Nominee Joe Biden reversed his support for the Hyde Amendment last year, after he faced criticism from abortion supporters-including his future vice-presidential nominee Kamala Harris-for supporting the policy.
President Trump has supported the Hyde Amendment, but a bill to codify it--the No Taxpayer Funding for Abortion Act--failed to receive the necessary 60 votes in the Senate, in 2019.
Some House Democrats including Reps. Barbara Lee (D-Calif.), Jan Schakowsky (D-Ill.) and Ayanna Pressley (D-Mass.), have tried to repeal the policy in 2019 and again in 2020, either through introducing legislation to do so or by attempting to remove the amendment from a spending bill at the last minute.
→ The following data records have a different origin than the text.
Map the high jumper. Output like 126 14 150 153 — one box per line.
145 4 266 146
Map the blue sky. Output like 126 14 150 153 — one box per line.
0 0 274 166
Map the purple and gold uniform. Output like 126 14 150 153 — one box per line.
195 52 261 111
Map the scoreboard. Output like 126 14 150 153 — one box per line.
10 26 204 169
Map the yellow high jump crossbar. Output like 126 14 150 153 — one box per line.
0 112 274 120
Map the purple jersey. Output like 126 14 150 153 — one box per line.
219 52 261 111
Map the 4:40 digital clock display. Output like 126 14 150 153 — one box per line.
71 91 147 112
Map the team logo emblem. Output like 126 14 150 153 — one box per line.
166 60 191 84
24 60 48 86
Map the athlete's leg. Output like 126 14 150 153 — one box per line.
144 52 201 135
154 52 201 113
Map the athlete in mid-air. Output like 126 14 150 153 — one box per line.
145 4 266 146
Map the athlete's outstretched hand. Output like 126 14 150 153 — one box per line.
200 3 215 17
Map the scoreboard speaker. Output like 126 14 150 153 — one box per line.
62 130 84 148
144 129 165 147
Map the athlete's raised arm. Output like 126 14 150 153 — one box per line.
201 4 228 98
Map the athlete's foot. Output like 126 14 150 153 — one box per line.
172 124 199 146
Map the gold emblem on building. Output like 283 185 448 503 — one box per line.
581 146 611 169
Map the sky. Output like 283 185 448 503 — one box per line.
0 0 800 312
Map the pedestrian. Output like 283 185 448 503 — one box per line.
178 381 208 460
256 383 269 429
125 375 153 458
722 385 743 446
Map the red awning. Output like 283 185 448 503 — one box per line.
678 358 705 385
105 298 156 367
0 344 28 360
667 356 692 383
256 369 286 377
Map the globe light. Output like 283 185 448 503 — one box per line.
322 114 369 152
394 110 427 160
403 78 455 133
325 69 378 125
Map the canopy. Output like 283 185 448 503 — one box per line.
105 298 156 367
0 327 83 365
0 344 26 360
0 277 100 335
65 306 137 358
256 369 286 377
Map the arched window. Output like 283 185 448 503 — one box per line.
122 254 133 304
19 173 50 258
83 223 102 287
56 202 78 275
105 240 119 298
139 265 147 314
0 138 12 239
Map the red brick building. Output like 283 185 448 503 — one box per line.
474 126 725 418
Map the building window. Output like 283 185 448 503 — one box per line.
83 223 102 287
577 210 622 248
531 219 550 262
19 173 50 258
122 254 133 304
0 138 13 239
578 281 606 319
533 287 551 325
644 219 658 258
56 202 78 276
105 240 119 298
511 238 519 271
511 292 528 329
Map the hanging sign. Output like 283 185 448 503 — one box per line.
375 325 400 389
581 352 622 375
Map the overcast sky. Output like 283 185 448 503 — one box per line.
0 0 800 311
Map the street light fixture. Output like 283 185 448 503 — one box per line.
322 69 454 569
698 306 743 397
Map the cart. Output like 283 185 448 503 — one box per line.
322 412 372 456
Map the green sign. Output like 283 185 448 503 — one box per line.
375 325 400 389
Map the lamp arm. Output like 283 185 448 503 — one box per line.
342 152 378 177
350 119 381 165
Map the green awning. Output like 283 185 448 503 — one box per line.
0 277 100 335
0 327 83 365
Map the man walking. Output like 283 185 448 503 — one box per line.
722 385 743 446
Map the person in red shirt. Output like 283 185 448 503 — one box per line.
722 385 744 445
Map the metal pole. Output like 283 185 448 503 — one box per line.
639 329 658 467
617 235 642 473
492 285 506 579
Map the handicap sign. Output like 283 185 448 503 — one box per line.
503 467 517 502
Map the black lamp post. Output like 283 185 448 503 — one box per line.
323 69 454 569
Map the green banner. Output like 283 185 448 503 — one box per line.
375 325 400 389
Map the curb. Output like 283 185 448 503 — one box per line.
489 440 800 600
The amendment was ultimately included in spending packages so they would receive the support of the Republican-led Senate and White House.
Now, however, Speaker Pelosi has reportedly promised to undo the policy.
The head of the U.S. bishops' pro-life committee, Archbishop Joseph Naumann of Kansas City, told CNA last year that "there historically was broad consensus" in support of the policy from members of both major political parties.
"So it's very disappointing to see the extremism now that's attacking what most Americans would consider a very important principle," he said. "When you're destroying a human life, this isn't health care."